On a computer, set your system master volume to a low level and have the application playing your music (e.g. iTunes, Winamp, etc) set to full blast. Play it and get used to the volume (of course don’t kill your ears). Then set your system master volume to double the original value, and the application to half way to full blast. Notice the difference? The sound is much quieter.
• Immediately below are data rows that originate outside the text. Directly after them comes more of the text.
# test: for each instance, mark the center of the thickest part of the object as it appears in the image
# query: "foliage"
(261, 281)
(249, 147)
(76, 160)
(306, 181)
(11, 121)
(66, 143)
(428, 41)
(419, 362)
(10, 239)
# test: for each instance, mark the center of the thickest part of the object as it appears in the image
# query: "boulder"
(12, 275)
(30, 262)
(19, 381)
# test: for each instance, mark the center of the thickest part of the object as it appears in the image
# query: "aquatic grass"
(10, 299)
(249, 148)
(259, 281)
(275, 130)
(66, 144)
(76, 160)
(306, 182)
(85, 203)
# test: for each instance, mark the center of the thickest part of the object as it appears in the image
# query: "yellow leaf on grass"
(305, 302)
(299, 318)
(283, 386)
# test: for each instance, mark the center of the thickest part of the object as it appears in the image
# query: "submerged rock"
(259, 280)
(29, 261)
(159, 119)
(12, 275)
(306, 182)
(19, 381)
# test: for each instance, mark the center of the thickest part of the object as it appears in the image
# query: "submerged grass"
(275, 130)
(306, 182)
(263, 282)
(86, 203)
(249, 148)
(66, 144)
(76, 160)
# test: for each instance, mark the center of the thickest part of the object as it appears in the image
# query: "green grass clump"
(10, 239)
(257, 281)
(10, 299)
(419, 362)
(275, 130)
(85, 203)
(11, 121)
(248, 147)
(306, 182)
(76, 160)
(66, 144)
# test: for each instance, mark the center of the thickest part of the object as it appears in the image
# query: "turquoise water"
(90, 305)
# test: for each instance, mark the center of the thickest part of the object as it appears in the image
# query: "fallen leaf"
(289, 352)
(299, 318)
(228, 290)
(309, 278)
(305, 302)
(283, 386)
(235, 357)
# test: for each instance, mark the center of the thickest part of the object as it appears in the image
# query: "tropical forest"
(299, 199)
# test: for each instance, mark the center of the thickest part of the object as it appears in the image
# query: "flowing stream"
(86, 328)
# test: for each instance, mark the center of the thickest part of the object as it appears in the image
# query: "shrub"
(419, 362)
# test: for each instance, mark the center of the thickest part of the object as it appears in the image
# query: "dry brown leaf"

Why? I don’t want to get into the advanced physics of volume, but this fact is really interesting. Almost every natural thing in this world is additive. Light mixed with more light produced brighter light, but as a ratio, not as an exponent. Sound is naturally a wave, which is additive. But interpreted by humans, it becomes a whole different thing. We’ve taken the abstract values of sound and attached meaning. We can’t consciously detect sin or cos sound waves, but we know what metals hitting sounds like.
I’m really like physics.
Wow, that sounds really cool, but I think part of it went over my head. I’ve studied physics, but it and I never got along very well. At least you seem to be having a fun time at it. XD
“Almost every natural thing in this world is additive. Light mixed with more light produced brighter light”
But reasoned the other way, it removes darkness (subtractive) .
Paint works subtractive to the eye: if you put primary colors together you get a very dark color. But you can also reason the other way around: it absorbs more light, so you made a better light absorber :-)
Subtractive = 1 - Additive
:)
Hence why they say we hear logarithmically.
I think the intensity of sound is
db=10log(I/10^12) where I is the intensity of sound and 10^12 is the threshold intensity.